Lin could tell that Hsueh really cared about Leng, but he still couldn’t understand how one man could love two women at once.
“Ku isn’t a real Communist. He is planning a dangerous robbery, and he wants the Communists to take the blame for it. You should tell the police, via your friend.”
Hsueh looked as though he had something to say. Lin stared at him, his own lips salty with sweat. Hsueh was reaching into his pocket, and Lin knew he must be craving a cigarette. Lin himself wouldn’t mind one either.
“Why would they believe me?” Hsueh asked. The elegant woman in the Hazeline Snow advertisements on the wall gazed down at them, surrounded by flowers that looked a little lackluster in the dim electric light. Why would the police believe him? The imperialists in the Concession were terrified of Communists, not of ordinary criminals — what incentive did the police have to set the record straight?

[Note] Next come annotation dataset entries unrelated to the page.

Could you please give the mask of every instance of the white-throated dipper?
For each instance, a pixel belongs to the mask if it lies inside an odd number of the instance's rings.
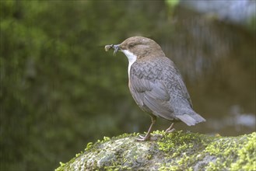
[[[191,100],[181,75],[172,61],[166,57],[154,40],[132,37],[121,44],[106,45],[105,50],[123,52],[129,61],[129,89],[138,106],[151,117],[152,123],[146,136],[150,138],[153,125],[160,117],[172,122],[166,132],[174,131],[174,124],[183,121],[188,126],[205,121],[192,107]]]

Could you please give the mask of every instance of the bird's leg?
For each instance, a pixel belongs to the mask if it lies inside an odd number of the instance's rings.
[[[150,133],[152,131],[152,127],[153,127],[153,125],[156,123],[156,117],[151,116],[151,124],[150,124],[148,132],[146,133],[145,137],[143,137],[142,135],[139,135],[139,138],[136,139],[137,141],[145,141],[150,138]]]
[[[173,132],[175,129],[174,128],[174,123],[173,122],[171,124],[171,125],[170,126],[170,127],[168,127],[166,131],[165,131],[165,133],[171,133]]]

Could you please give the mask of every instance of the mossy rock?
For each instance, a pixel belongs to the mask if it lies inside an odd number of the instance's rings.
[[[88,143],[55,171],[63,170],[256,170],[256,132],[238,137],[155,131],[136,141],[124,134]]]

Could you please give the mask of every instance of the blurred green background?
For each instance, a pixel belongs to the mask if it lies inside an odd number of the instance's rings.
[[[179,1],[0,3],[0,170],[52,170],[89,141],[146,131],[126,57],[103,49],[136,35],[160,44],[207,120],[176,129],[255,131],[255,17],[234,24]]]

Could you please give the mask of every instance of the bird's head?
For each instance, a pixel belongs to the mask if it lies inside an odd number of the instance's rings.
[[[107,45],[106,51],[114,49],[114,54],[123,52],[128,60],[145,59],[149,58],[165,56],[160,46],[154,40],[143,37],[132,37],[120,44]]]

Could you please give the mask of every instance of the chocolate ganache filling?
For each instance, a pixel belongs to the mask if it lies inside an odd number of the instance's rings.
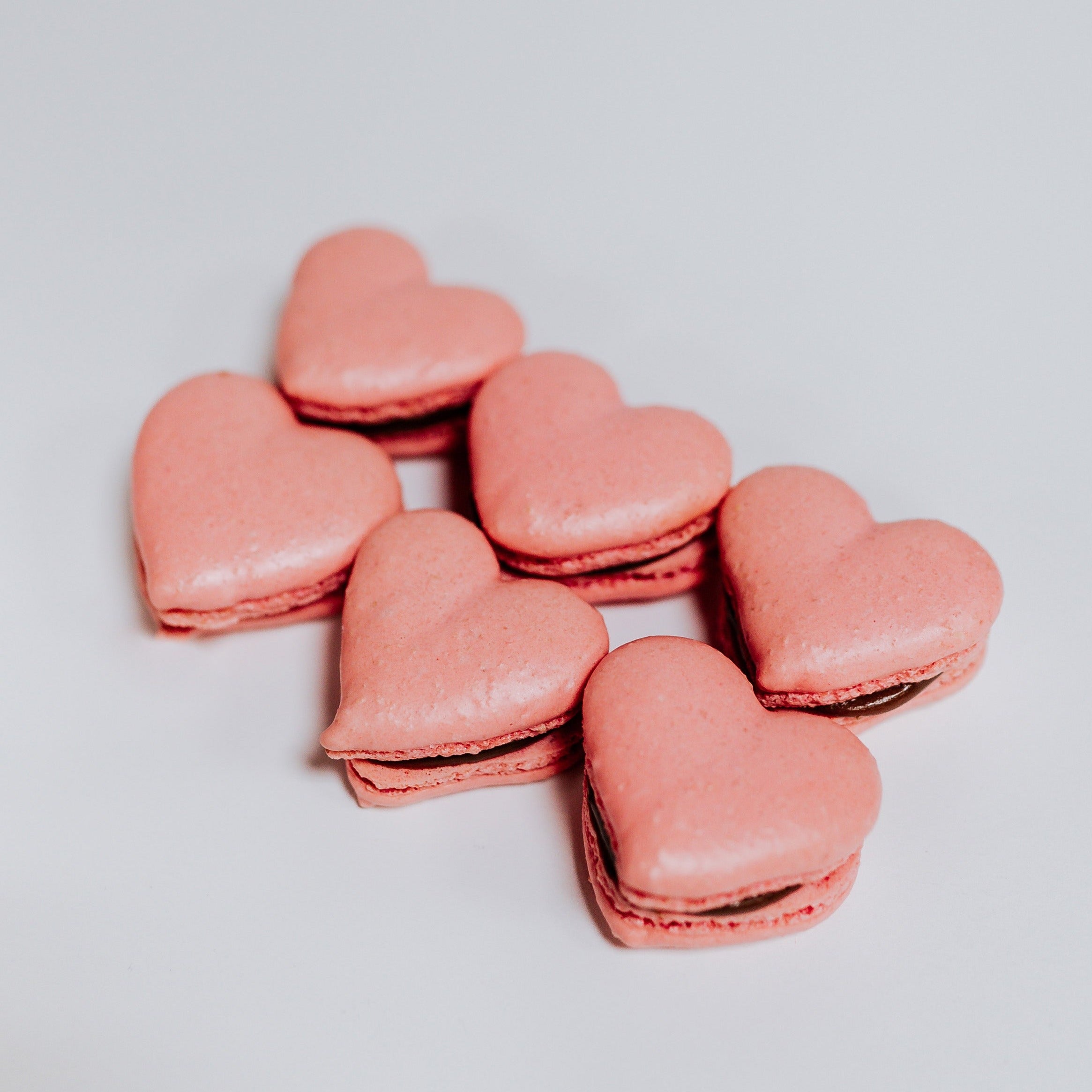
[[[736,605],[727,591],[724,593],[724,636],[732,639],[739,666],[753,686],[755,661],[751,660],[747,642],[744,640],[739,616],[736,614]],[[941,674],[943,673],[933,675],[927,679],[918,679],[916,682],[900,682],[886,687],[883,690],[862,693],[856,698],[835,701],[829,705],[804,705],[799,708],[799,712],[815,713],[818,716],[877,716],[879,713],[890,713],[900,705],[905,705],[911,698],[916,698],[929,684],[936,682]]]
[[[543,736],[548,735],[548,732],[543,734]],[[513,751],[523,750],[532,744],[538,743],[543,736],[529,736],[525,739],[513,739],[511,743],[500,744],[497,747],[489,747],[486,750],[477,751],[474,755],[430,755],[426,758],[405,759],[369,758],[367,761],[375,762],[377,765],[385,765],[391,770],[435,770],[442,765],[465,765],[470,762],[485,762],[490,758],[500,758],[501,755],[511,755]]]
[[[615,864],[614,850],[610,847],[610,840],[607,838],[606,823],[598,805],[595,803],[595,793],[592,786],[587,786],[587,814],[592,820],[592,829],[595,831],[595,841],[600,847],[600,858],[603,862],[603,870],[612,883],[618,882],[618,867]],[[711,910],[699,910],[687,912],[687,917],[732,917],[735,914],[749,914],[751,911],[761,910],[775,902],[780,902],[786,895],[798,890],[799,883],[792,883],[790,887],[780,888],[776,891],[763,891],[761,894],[752,894],[747,899],[739,899],[736,902],[725,903],[723,906],[713,906]],[[680,911],[668,911],[667,913],[682,913]]]

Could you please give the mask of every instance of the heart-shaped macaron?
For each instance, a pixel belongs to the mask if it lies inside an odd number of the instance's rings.
[[[773,466],[728,494],[719,536],[739,658],[771,708],[859,728],[982,661],[1001,578],[956,527],[877,523],[833,475]]]
[[[420,454],[455,437],[454,411],[522,345],[523,323],[499,296],[430,284],[408,242],[356,228],[300,262],[277,379],[300,416],[368,426],[393,454]]]
[[[880,803],[851,732],[769,712],[727,657],[677,637],[610,653],[583,712],[584,847],[624,943],[793,933],[848,893]]]
[[[503,579],[468,520],[406,512],[357,555],[342,700],[321,743],[361,804],[537,781],[578,760],[580,696],[606,651],[594,607]]]
[[[133,454],[144,594],[177,633],[335,612],[364,537],[401,507],[379,448],[300,425],[275,388],[246,376],[169,391]]]
[[[628,597],[619,567],[705,531],[732,476],[728,444],[708,420],[627,406],[603,368],[566,353],[524,357],[483,384],[470,453],[501,560],[559,579],[613,570],[610,597]]]

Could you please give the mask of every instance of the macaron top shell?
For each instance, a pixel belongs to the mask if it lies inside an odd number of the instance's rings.
[[[602,616],[547,581],[503,580],[453,512],[389,520],[357,556],[342,701],[322,746],[347,757],[455,753],[570,713],[607,651]]]
[[[282,321],[318,323],[384,288],[427,281],[425,259],[412,242],[382,228],[353,227],[320,239],[304,254]]]
[[[770,692],[820,692],[925,667],[982,641],[1001,578],[969,535],[937,520],[876,523],[844,482],[772,466],[721,510],[725,582]]]
[[[615,650],[583,710],[589,779],[631,895],[708,901],[823,876],[876,821],[867,748],[808,713],[763,709],[743,673],[698,641]]]
[[[375,228],[318,242],[277,335],[289,397],[373,408],[480,382],[519,355],[523,323],[499,296],[428,283],[420,254]]]
[[[486,533],[542,558],[656,538],[714,509],[732,477],[708,420],[627,406],[603,368],[568,353],[523,357],[487,380],[470,451]]]
[[[157,610],[215,610],[345,569],[399,511],[390,459],[300,425],[276,389],[198,376],[149,414],[133,454],[133,530]]]

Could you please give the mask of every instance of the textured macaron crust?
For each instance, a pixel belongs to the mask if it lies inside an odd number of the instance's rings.
[[[651,561],[562,575],[557,581],[585,603],[638,602],[678,595],[697,587],[710,567],[715,570],[716,546],[711,538],[709,532]]]
[[[732,476],[697,414],[622,403],[598,365],[536,353],[490,377],[471,411],[482,525],[510,568],[573,577],[663,557],[711,525]],[[624,579],[613,584],[630,597]]]
[[[877,523],[832,474],[773,466],[728,494],[717,534],[739,656],[770,708],[842,710],[859,728],[898,708],[867,696],[935,700],[982,661],[1001,578],[956,527]]]
[[[845,728],[770,712],[715,649],[615,650],[583,702],[584,847],[612,931],[701,947],[807,928],[848,893],[880,803]]]
[[[385,425],[375,438],[392,453],[430,453],[458,439],[430,418],[465,407],[522,345],[523,323],[499,296],[430,284],[404,239],[355,228],[316,244],[299,263],[281,319],[277,379],[301,417]]]
[[[379,448],[299,424],[275,388],[246,376],[169,391],[133,454],[141,581],[174,633],[335,612],[360,543],[401,508]]]
[[[321,743],[355,763],[351,780],[370,785],[357,787],[361,803],[539,780],[575,761],[558,733],[577,717],[606,651],[594,607],[549,581],[503,579],[468,520],[406,512],[357,555],[342,622],[342,700]],[[547,734],[538,750],[498,752]],[[449,758],[458,761],[423,761]]]
[[[474,755],[452,755],[393,761],[349,759],[348,783],[361,807],[391,807],[447,796],[464,788],[522,785],[551,778],[581,759],[580,717],[542,735],[515,739]]]

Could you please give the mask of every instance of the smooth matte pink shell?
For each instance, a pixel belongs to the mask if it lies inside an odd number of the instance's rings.
[[[876,821],[879,773],[856,736],[763,709],[699,641],[615,650],[583,715],[587,778],[633,905],[697,912],[821,880]]]
[[[997,567],[969,535],[876,523],[844,482],[806,466],[740,482],[719,537],[757,685],[805,703],[926,677],[984,641],[1001,606]]]
[[[410,244],[358,228],[322,240],[300,263],[277,336],[277,380],[306,416],[348,420],[453,389],[468,401],[522,346],[523,323],[499,296],[429,284]],[[434,397],[420,413],[447,404]]]
[[[133,454],[133,531],[159,614],[319,584],[401,507],[379,448],[300,425],[275,388],[246,376],[199,376],[169,391]]]
[[[828,875],[802,883],[775,903],[746,914],[698,917],[677,911],[655,911],[627,902],[618,885],[607,875],[586,796],[581,818],[584,856],[595,902],[610,931],[630,948],[710,948],[810,929],[830,917],[844,902],[860,864],[860,854],[855,853]]]
[[[486,534],[537,558],[656,538],[715,509],[732,477],[731,449],[708,420],[626,406],[603,368],[568,353],[536,353],[488,379],[468,441]]]
[[[568,589],[502,580],[454,512],[406,512],[357,556],[342,701],[321,743],[332,757],[411,759],[518,739],[575,710],[606,651],[602,616]]]

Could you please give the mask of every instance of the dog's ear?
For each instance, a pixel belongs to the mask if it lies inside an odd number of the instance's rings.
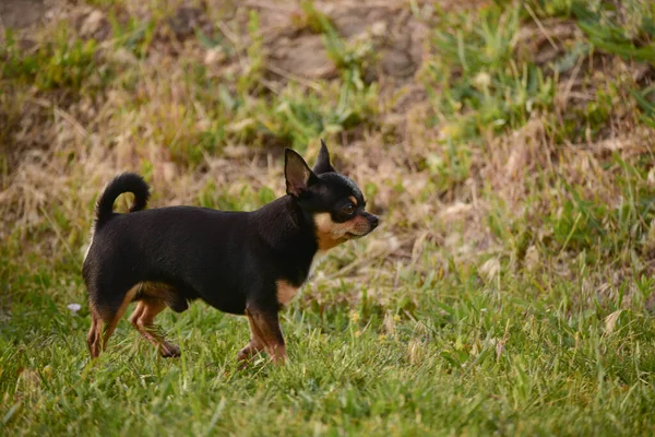
[[[296,198],[317,181],[317,175],[309,168],[302,156],[291,149],[284,150],[284,177],[287,194]]]
[[[317,163],[314,164],[314,173],[317,175],[322,175],[323,173],[336,172],[332,164],[330,164],[330,152],[327,152],[327,146],[325,142],[321,140],[321,151],[319,152],[319,157],[317,157]]]

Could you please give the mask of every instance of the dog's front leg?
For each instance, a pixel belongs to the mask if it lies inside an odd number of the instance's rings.
[[[246,309],[246,316],[248,316],[250,323],[252,340],[239,352],[239,356],[243,356],[242,359],[246,359],[252,353],[257,353],[263,349],[269,353],[274,363],[284,364],[286,347],[282,329],[279,328],[277,311],[248,308]]]

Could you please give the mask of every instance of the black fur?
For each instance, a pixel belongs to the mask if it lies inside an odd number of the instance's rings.
[[[357,186],[334,173],[324,144],[315,172],[291,150],[286,150],[285,164],[288,194],[253,212],[194,206],[142,211],[150,192],[145,181],[130,173],[115,178],[98,200],[83,265],[93,309],[110,320],[136,284],[162,283],[172,291],[166,304],[176,311],[196,298],[237,315],[279,310],[276,282],[299,287],[308,277],[319,248],[315,213],[336,216],[344,199],[355,197],[359,208],[353,217],[365,217],[368,232],[378,224],[364,212]],[[134,204],[129,214],[117,214],[112,204],[123,192],[134,193]]]
[[[134,202],[130,208],[130,212],[141,211],[147,204],[150,199],[150,187],[143,178],[134,173],[123,173],[114,178],[105,188],[103,196],[96,204],[96,226],[105,223],[114,215],[114,202],[123,192],[134,194]]]

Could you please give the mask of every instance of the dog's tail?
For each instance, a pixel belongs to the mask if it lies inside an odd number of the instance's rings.
[[[105,188],[96,203],[96,227],[103,225],[114,216],[114,202],[123,192],[134,194],[134,202],[130,212],[141,211],[147,204],[150,198],[150,187],[145,180],[135,173],[123,173],[114,178]]]

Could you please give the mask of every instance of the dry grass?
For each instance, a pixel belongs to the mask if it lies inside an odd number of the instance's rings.
[[[322,137],[383,225],[336,249],[307,286],[297,306],[314,322],[338,326],[357,306],[384,339],[413,332],[413,366],[431,351],[440,369],[475,366],[462,357],[487,349],[501,365],[512,335],[528,335],[510,326],[534,308],[526,332],[561,312],[592,341],[614,315],[603,336],[614,341],[631,311],[621,353],[650,339],[655,61],[640,49],[654,44],[642,25],[652,9],[617,3],[590,19],[564,0],[237,3],[62,0],[3,36],[0,62],[15,62],[0,67],[9,299],[28,299],[16,288],[35,277],[59,305],[83,296],[75,272],[114,175],[144,174],[151,206],[251,210],[283,194],[282,147],[312,161]],[[9,299],[0,316],[11,322]],[[475,323],[493,315],[478,310],[496,304],[513,312],[485,339]],[[421,331],[456,321],[473,330],[462,344]],[[357,322],[353,335],[366,331]],[[514,364],[509,374],[525,370]],[[531,383],[546,383],[539,375]],[[584,410],[581,393],[571,402]]]

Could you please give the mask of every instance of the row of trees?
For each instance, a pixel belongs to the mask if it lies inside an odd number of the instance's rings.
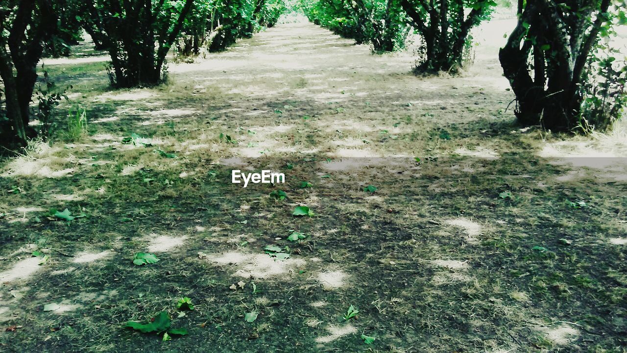
[[[416,72],[456,72],[462,66],[470,30],[488,18],[492,0],[302,0],[310,21],[376,52],[405,46],[415,32],[424,59]]]
[[[223,50],[273,26],[285,9],[283,0],[0,0],[0,146],[36,135],[29,122],[38,63],[68,55],[83,30],[108,52],[112,86],[151,86],[180,40],[186,55]]]
[[[301,0],[310,20],[374,52],[403,48],[408,33],[424,52],[417,73],[455,73],[464,66],[471,30],[493,0]],[[606,45],[624,24],[624,0],[517,0],[517,24],[501,49],[503,73],[525,125],[554,131],[603,129],[627,102],[627,66]],[[411,28],[409,29],[409,28]],[[622,65],[621,65],[622,63]]]
[[[604,128],[627,103],[627,67],[607,38],[627,23],[625,0],[517,0],[518,23],[499,53],[527,125],[554,130]],[[376,52],[419,35],[419,72],[458,72],[471,30],[493,0],[300,0],[310,20]],[[111,57],[115,87],[161,82],[173,46],[184,55],[223,50],[271,26],[283,0],[0,0],[0,144],[24,146],[43,55],[63,55],[85,30]],[[182,44],[181,44],[182,43]],[[50,97],[49,97],[50,99]],[[40,102],[41,105],[41,102]]]

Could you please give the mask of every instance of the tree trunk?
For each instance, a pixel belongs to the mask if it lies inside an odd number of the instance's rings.
[[[26,131],[19,106],[18,85],[13,77],[13,67],[11,57],[4,48],[4,43],[0,42],[0,77],[4,84],[4,96],[6,98],[6,116],[14,129],[14,143],[20,147],[26,145]],[[11,144],[7,141],[7,145]]]

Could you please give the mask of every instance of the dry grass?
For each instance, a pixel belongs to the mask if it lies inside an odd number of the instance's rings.
[[[3,165],[0,327],[20,327],[2,330],[0,350],[620,351],[624,166],[567,157],[622,156],[609,139],[624,136],[517,126],[492,24],[461,77],[414,77],[409,56],[309,24],[172,65],[154,89],[107,90],[98,56],[50,63],[78,87],[90,134]],[[133,133],[144,138],[122,143]],[[243,189],[233,168],[287,180]],[[292,217],[298,205],[316,216]],[[288,241],[292,230],[307,238]],[[271,244],[292,258],[275,262]],[[132,264],[149,251],[159,263]],[[176,317],[182,296],[196,305],[174,319],[188,336],[122,328]],[[358,316],[338,322],[350,305]]]

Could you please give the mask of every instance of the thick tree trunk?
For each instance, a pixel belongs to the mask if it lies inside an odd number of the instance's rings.
[[[4,96],[6,98],[6,116],[11,122],[14,133],[14,141],[3,141],[10,146],[15,143],[20,147],[26,145],[26,131],[22,117],[22,109],[19,106],[18,85],[13,77],[13,67],[11,57],[4,48],[4,43],[0,42],[0,77],[4,84]]]

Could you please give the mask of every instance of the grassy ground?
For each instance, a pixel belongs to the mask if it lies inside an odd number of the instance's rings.
[[[460,77],[304,24],[171,64],[155,89],[109,90],[87,47],[46,60],[71,103],[56,142],[0,171],[0,351],[624,352],[624,130],[517,126],[507,21]],[[69,142],[77,106],[88,133]],[[243,188],[233,169],[286,182]],[[66,208],[85,217],[49,215]],[[189,335],[124,328],[164,310]]]

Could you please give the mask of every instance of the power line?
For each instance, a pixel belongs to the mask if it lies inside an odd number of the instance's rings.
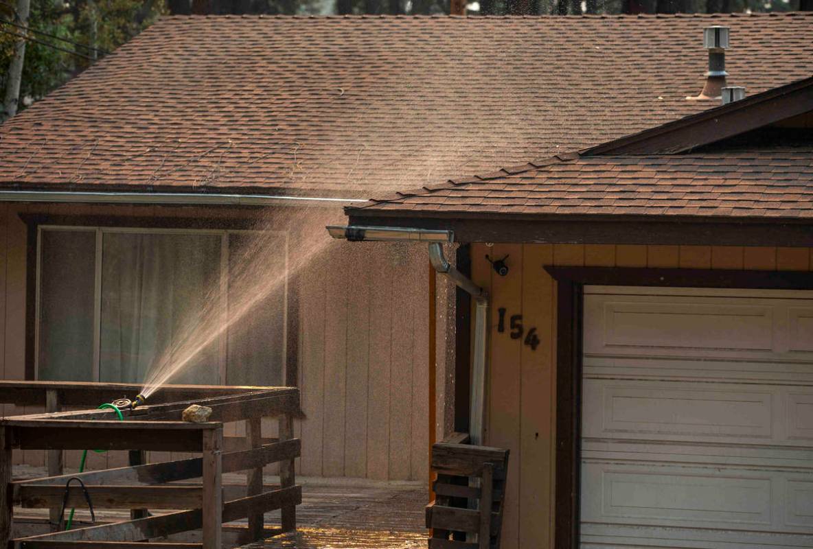
[[[24,34],[17,34],[16,32],[12,32],[11,31],[7,31],[0,28],[0,32],[4,32],[6,34],[11,35],[12,37],[17,37],[18,38],[22,38],[23,40],[27,40],[29,42],[34,42],[36,44],[41,44],[46,47],[51,48],[53,50],[59,50],[59,51],[63,51],[66,54],[70,54],[71,55],[76,55],[76,57],[81,57],[89,61],[96,61],[93,58],[89,55],[85,55],[85,54],[80,54],[78,51],[73,51],[72,50],[67,50],[66,48],[60,48],[59,45],[54,45],[53,44],[49,44],[48,42],[44,42],[41,40],[37,40],[37,38],[32,38],[31,37],[27,37]]]
[[[5,2],[3,2],[3,3],[5,3]],[[0,19],[0,23],[5,23],[6,24],[11,25],[12,27],[16,27],[17,28],[22,28],[23,30],[30,31],[31,32],[34,32],[36,34],[41,34],[44,37],[48,37],[49,38],[53,38],[54,40],[59,40],[59,41],[61,41],[63,42],[67,42],[68,44],[71,44],[72,45],[76,45],[76,46],[79,46],[80,48],[85,48],[86,50],[93,50],[93,51],[98,51],[100,54],[104,54],[105,55],[107,55],[109,53],[109,52],[105,51],[104,50],[100,50],[99,48],[94,48],[93,46],[86,45],[85,44],[80,44],[79,42],[75,42],[72,40],[68,40],[67,38],[63,38],[62,37],[58,37],[58,36],[56,36],[54,34],[49,34],[48,32],[46,32],[45,31],[37,30],[37,29],[33,28],[32,27],[26,27],[24,25],[21,25],[21,24],[19,24],[17,23],[13,23],[11,21],[7,21],[7,20],[6,20],[4,19]]]

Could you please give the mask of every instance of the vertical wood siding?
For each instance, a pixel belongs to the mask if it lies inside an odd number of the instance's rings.
[[[220,218],[258,210],[0,203],[0,360],[5,379],[25,376],[27,226],[21,212]],[[337,212],[341,214],[341,212]],[[321,231],[321,217],[312,230]],[[292,253],[296,253],[296,247]],[[334,242],[307,269],[299,301],[299,385],[306,418],[298,473],[425,480],[428,452],[428,305],[425,245]],[[4,415],[32,413],[7,405]],[[244,432],[233,426],[227,434]],[[276,422],[263,426],[275,436]],[[67,467],[80,452],[67,452]],[[179,456],[151,452],[151,460]],[[44,465],[41,452],[16,463]],[[89,453],[93,469],[126,465],[126,452]],[[269,471],[271,472],[271,471]]]
[[[485,259],[510,254],[509,274]],[[553,548],[555,440],[556,284],[545,265],[687,269],[813,270],[813,249],[711,246],[476,244],[472,278],[490,295],[486,443],[511,450],[505,549]],[[498,309],[506,309],[498,333]],[[510,317],[536,327],[536,351],[509,336]]]

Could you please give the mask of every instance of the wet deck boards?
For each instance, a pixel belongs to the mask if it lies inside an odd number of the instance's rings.
[[[43,476],[38,468],[15,467],[15,478]],[[224,475],[224,482],[238,482]],[[264,482],[274,483],[275,477]],[[244,546],[256,549],[416,549],[426,547],[423,482],[383,482],[363,479],[297,478],[302,503],[297,508],[298,530]],[[47,518],[47,509],[15,509],[15,516]],[[98,518],[124,519],[124,511],[102,511]],[[89,519],[76,510],[77,520]],[[279,511],[266,515],[266,524],[279,524]]]

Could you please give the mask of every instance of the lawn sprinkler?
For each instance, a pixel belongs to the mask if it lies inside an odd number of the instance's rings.
[[[136,398],[133,400],[130,399],[119,399],[118,400],[114,400],[111,404],[120,410],[133,410],[138,406],[142,405],[145,402],[146,402],[146,400],[147,397],[139,393],[138,395],[136,395]]]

Hsueh was deep in thought. Lin gazed at him with a well-meaning smile. Even though Hsueh was selfish and bourgeois, even though his conscience had never been captured by Communist ideals, they were both young men, and Lin hoped to win him over.
“I have an idea,” he finally said. Lin waited. “We’re in Shanghai. It’s a big city, and cities have their ways of getting the word out. We could write to the newspapers. We could draft an urgent press statement exposing the conspiracy, or send an open telegram. And then there are the radio stations,” he said, thinking out loud. “All those places will be busy now, but tomorrow’s paper won’t have gone to press yet. We can write something up, make a few dozen copies, and have it delivered to the newspapers and radio stations. Then the news will be on the wireless and in tomorrow’s papers.”